Yemen’s Iranian-backed Houthi rebels claimed on Monday to have damaged an oil facility in the Saudi port city of Jeddah in a rocket attack, in an assault that would demonstrate their ability to strike deep into the country.
Brigadier General Yahya Sarea, military spokesman for the Iran-allied fighters, said a new Quds-2 cruise missile had been accurately targeted at a distribution station, prompting fire engines and ambulances to rush to the scene.
The Houthi rebels regularly fire missiles into the kingdom but while most have been around the border area, Jeddah is about 700km to the north. State oil company Saudi Aramco said late on Monday that the attack had caused a fire in a fuel tank but there were no casualties or interruption to oil supplies.
“This operation came in response to the continued siege and aggression [against Yemen] and in the context of the [Houthi] armed forces’ promise to carry out large-scale operations deep inside Saudi Arabia,” Brig Gen Sarea tweeted on Monday.
Brig Gen Sarea also posted a satellite map image of the facility that tallies with a Google map of Saudi Aramco’s North Jeddah Bulk Plant on the north-eastern outskirts of the city near the airport. On social media, users posted videos of an apparent fire in Jeddah.
The strike, coming after Saudi Arabia’s virtual hosting of the G20 summit on Sunday, would mark an uptick in the Yemen conflict and highlight the increasing range of Houthi missiles.
The facility in Jeddah is less crucial to the kingdom’s oil infrastructure than the oil-processing hub of Abqaiq, one of the world’s largest processing plants, which last year was damaged by a drone attack claimed by the Houthis.
Saudi Arabia and several of its allies said last year that Iran was behind the strike, a claim denied by Tehran.
Oil prices edged higher on Monday to above $45 a barrel, but traders said most of the increase was due to the latest positive news on coronavirus vaccines rather than concern over supplies.
The uptick in Yemen tensions comes as the Trump administration is reportedly drawing up plans to designate the Houthi movement as a terrorist organisation, a move that aid agencies fear would restrict humanitarian supplies and damage the UN’s efforts to broker a peace deal.
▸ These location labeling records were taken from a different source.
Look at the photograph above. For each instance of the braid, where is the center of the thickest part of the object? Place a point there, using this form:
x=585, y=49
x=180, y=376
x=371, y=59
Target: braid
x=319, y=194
The impoverished Arab nation has been plunged into a humanitarian crisis since a Saudi-led coalition intervened in the civil war in an effort to restore the internationally recognised government that had been ousted by the Houthis.
The five-year war has descended into a deadly stalemate, with the Houthis still in control of the northern heartlands and the capital, Sana’a. Houthi attacks on Saudi infrastructure targets have increased since May when a ceasefire drawn up to deal with coronavirus ended.
Most Houthi strikes have focused on areas near the Yemeni border, such as the Red Sea port of Jizan, where there is a large oil refinery under construction, and the international airport at Abha.
This month Saudi Arabia said it had dealt with a fire at an offshore oil loading facility near Jizan, after its forces had intercepted two waterborne remote-controlled vessels armed with explosives.